Jenna Blum’s 2004 novel, Those Who Save Us, set during the Holocaust, has been dubbed “the little book that could” by its publisher, Harcourt. After a disappointing hardcover run—solid reviews did little for sales—the book has jumped from selling 5,000 copies its first year out to more than 125,000 copies three years later. While it did pick up the Harold U. Ribalow Award (which honors works devoted to Jewish themes) in 2005, it was a promotion at Borders that has given the book its most significant push.

After Borders selected the book for a January 2007 2-for-1 promotion featuring 25 books from the house’s Harvest imprint, the uptick was hard to ignore. According to Harcourt senior v-p of marketing and sales Laurie Brown, the book was the “surprise star of the show.” The chain followed an initial 7,000-copy order (after selling only 1,000 copies previously) in 2006 with a 39,500-copy order in 2007.

Now, according to Harcourt executive editor Ann Patty, the book is currently Borders’s bestselling Harcourt trade paperback of 2007. And with the Borders exposure, independent booksellers and other chains have become more interested. Barnes & Noble, which had initially excluded Blum’s book from its similar Harvest promotion, has placed a 6,000-copy order for the fall. Indie booksellers have been doing in-store promotions, and Costco has opted to stock the title as well.
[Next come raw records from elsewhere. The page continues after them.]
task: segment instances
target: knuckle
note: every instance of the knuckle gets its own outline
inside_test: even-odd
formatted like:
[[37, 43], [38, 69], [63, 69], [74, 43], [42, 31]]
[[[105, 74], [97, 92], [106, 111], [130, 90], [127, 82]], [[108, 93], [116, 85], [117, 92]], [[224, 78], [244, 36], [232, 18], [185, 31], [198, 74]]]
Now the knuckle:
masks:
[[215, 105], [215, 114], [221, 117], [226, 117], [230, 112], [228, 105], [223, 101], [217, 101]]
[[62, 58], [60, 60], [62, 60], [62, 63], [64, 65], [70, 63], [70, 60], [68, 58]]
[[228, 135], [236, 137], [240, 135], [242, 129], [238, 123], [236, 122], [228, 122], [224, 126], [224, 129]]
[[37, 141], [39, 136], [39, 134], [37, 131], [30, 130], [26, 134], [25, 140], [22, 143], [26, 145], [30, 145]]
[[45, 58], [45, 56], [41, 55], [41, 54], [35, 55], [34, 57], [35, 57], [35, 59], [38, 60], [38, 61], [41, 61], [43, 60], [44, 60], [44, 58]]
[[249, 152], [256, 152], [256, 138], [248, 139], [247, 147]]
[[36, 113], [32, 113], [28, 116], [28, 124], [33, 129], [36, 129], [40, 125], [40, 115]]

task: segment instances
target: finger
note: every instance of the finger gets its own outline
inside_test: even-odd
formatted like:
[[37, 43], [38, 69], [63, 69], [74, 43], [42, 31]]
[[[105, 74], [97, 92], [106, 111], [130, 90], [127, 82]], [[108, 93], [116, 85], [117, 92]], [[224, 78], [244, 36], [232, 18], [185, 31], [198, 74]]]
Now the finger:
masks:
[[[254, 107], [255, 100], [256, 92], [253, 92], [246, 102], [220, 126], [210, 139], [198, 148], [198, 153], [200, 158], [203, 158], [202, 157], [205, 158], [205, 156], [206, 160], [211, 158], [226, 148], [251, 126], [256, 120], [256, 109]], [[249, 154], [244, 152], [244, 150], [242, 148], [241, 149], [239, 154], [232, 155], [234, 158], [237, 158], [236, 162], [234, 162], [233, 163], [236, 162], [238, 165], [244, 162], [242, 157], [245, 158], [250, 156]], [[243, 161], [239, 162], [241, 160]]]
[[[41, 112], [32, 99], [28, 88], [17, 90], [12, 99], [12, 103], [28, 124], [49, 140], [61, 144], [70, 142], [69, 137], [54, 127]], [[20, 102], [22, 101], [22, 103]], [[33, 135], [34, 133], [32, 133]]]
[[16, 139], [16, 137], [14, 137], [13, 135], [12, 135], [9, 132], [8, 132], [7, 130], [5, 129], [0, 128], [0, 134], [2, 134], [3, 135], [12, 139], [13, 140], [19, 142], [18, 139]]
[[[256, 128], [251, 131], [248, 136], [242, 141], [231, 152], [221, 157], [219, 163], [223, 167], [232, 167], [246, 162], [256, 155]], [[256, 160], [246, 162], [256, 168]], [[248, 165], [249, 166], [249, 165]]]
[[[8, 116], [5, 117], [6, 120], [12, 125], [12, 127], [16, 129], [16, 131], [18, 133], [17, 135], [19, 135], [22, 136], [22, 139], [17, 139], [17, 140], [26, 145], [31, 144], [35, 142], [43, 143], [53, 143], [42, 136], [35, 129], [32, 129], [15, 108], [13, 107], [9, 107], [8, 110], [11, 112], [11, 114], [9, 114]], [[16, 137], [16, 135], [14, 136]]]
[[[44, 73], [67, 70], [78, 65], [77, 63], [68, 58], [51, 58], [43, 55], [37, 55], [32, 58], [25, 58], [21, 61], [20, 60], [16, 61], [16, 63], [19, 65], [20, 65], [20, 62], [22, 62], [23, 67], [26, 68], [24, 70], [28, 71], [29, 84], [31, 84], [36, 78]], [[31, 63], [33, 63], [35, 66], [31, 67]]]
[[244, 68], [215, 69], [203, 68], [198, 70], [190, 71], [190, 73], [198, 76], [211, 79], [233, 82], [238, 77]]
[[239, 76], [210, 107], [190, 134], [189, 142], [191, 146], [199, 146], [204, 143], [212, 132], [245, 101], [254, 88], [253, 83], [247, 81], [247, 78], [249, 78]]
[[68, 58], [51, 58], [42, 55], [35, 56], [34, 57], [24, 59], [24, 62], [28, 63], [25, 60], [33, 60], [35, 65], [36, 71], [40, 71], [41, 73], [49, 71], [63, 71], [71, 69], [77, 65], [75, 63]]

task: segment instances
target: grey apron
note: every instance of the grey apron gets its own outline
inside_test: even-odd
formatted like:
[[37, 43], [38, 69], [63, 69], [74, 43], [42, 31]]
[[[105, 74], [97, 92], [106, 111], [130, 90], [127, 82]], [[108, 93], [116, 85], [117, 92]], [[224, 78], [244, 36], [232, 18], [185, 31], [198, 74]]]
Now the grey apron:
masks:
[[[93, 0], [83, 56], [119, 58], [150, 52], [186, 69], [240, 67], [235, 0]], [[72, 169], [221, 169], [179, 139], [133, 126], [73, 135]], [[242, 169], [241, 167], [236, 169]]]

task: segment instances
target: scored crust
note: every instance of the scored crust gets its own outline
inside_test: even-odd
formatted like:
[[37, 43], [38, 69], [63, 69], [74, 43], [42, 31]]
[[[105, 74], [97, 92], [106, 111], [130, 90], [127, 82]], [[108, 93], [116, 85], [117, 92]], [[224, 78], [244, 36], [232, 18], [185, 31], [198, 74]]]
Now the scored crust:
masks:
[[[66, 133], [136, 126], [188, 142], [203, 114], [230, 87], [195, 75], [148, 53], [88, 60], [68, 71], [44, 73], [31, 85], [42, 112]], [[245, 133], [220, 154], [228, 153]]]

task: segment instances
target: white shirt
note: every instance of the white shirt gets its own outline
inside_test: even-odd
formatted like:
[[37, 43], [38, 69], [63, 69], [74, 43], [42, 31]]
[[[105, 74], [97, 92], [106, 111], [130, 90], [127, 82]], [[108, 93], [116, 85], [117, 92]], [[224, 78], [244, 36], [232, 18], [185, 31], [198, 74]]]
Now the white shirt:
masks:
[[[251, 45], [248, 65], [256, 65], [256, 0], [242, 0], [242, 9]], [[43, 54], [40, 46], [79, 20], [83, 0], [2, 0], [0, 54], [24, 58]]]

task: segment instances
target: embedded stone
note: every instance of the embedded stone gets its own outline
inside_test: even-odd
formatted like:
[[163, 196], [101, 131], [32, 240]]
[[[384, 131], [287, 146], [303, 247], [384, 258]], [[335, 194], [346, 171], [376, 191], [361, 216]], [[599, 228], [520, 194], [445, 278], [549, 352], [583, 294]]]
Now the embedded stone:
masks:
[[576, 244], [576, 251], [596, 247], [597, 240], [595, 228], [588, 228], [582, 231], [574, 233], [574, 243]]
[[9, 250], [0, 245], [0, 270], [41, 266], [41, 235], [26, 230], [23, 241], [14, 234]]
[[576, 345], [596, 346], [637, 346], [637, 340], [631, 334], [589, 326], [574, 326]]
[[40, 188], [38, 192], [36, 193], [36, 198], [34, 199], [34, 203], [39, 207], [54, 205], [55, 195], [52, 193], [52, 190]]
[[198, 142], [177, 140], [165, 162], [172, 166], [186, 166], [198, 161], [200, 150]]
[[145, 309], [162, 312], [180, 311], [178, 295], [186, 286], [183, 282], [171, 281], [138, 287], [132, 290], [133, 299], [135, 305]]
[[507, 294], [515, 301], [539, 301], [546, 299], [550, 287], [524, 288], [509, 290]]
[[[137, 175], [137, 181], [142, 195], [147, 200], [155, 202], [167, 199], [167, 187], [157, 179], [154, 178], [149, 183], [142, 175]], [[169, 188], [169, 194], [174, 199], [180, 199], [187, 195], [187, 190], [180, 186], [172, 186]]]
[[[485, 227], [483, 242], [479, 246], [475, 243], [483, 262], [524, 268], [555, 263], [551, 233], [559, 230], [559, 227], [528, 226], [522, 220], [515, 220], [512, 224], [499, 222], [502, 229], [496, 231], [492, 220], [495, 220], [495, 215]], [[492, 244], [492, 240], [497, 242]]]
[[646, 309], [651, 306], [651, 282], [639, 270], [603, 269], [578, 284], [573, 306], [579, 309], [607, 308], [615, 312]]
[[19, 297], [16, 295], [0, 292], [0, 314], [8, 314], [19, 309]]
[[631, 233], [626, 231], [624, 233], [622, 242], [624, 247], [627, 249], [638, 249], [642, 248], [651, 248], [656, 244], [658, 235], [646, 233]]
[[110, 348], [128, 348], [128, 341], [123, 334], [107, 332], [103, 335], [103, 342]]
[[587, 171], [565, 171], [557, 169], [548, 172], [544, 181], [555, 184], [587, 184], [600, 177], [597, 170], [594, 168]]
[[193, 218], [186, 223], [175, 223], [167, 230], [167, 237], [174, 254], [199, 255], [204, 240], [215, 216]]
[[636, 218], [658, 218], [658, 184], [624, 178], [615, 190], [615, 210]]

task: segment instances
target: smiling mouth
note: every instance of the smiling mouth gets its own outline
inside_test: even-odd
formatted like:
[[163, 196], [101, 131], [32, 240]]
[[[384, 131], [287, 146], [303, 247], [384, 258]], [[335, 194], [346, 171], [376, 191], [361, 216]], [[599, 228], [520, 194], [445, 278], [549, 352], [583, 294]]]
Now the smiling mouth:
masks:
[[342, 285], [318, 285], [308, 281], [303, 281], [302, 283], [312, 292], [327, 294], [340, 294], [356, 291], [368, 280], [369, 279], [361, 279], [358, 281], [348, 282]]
Those Who Save Us, which Borders publicity rep Kolleen O’Meara said took off in the single week it was featured in the 2-for-1 promotion, is now being added to a 3-for-1 deal at the chain. The initial promotion gave the book attention with in-store banners and front-table displays, but O’Meara couldn’t claim to know precisely why sales jumped. To Patty, the Borders push helped an already aggressive author get the attention she deserved: “My sales department would say the promo made the book take off. Jenna would say it was her efforts. I think it was a combination. The Borders promo put a strong outboard engine on Jenna’s boat.”